On May 19th, professional networking giant LinkedIn (LNKD) went public at $45 per share, putting the company’s valuation at a cool $4.3BIL. In its first day of trading, LinkedIn stock soared to more than $122 per share, and eventually settled at just below $95 per share, ending the day with a rise of nearly 110%. In just one day, LinkedIn’s valuation skyrocketed to almost $9 billion; not too shabby considering that value is higher than longstanding pillars of American business such as Harley Davidson.
The IPO fun looks like it’s just starting. LinkedIn may have been first in line, but many other powerhouse social media firms are following suit. On Thursday, Groupon, the most popular daily deal/group buy platform in the U.S., filed for its own IPO. The Groupon offering aims to raise around $750 million, and could result in a valuation upwards of $15 billion for the company. Groupon’s rise has been nothing short of astounding. In 2010, Groupon’s revenues increased more than 2,000%, and Forbes Magazine anointed them the “fastest growing company ever.” Groupon even had the confidence to turn down a $6 billion offer from Google. As shocking as the decision to turn down $6 billion appeared, it was a heck of a decision if the
IPO goes as planned.
Music streaming service, Pandora, appears to be in the IPO line as well. Their S-1 filing, Pandora is looking to sell more than 15 million shares at $7 to $9 per share, meaning they could raise in excess of $140 million, and end up with a valuation higher than $1 billion. Pandora will be traded on the NYSE under the ticker symbol “P.”
It remains to be seen which social media company will jump into the IPO madness next, but analysts and investors are salivating over that Facebook, Xenga, and Twitter might be considering going public in the next year or so.
The Big Kahuna in this discussion is certainly the social network Facebook, which could complete its IPO next year. If LinkedIn’s $4 billion valuation or Groupon’s possible $15 billion valuation seem shocking, your head may explode when considering that some analysts believe Facebook may already be worth $50 billion to $70 billion!
The recent IPO flurry in the social networking sector has some investors concerned that another dot-com bubble is around the corner. It was only 15 years ago when Netscape more than doubled in its first day of trading, and sparked an IPO craze that had investors jumping on all sorts of dot-coms, many of them terrible investments. By the time the year 2000 rolled around, the bubble was bursting, and the dot-coms were hit the hardest.
Tech gurus and analysts believe this time things are different.

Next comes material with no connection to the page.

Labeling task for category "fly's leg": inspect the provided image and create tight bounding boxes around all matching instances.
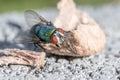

According to David Weir, CEO of SharesPost, a platform where investors can trade in private companies like Facebook, “If you look at the number of IPOs between 1990 and 2000, the average was over 500 a year, and during the bubble that was in the same ballpark. Since then, there have been 120 to 130 on average.” The decline in tech IPO’s is due to the strategy most
firms are employing – to stay private longer in order to build revenues and prove their value and sustainability.
Should you jump in and start investing in these social networking companies as they go public? Depends. One thing is certain, investors must be more realistic this time around. Learning from the mistakes of those who were burned in the dot-com bubble should help investors take a more realistic viewpoint, and hopefully make a killing in the stock market.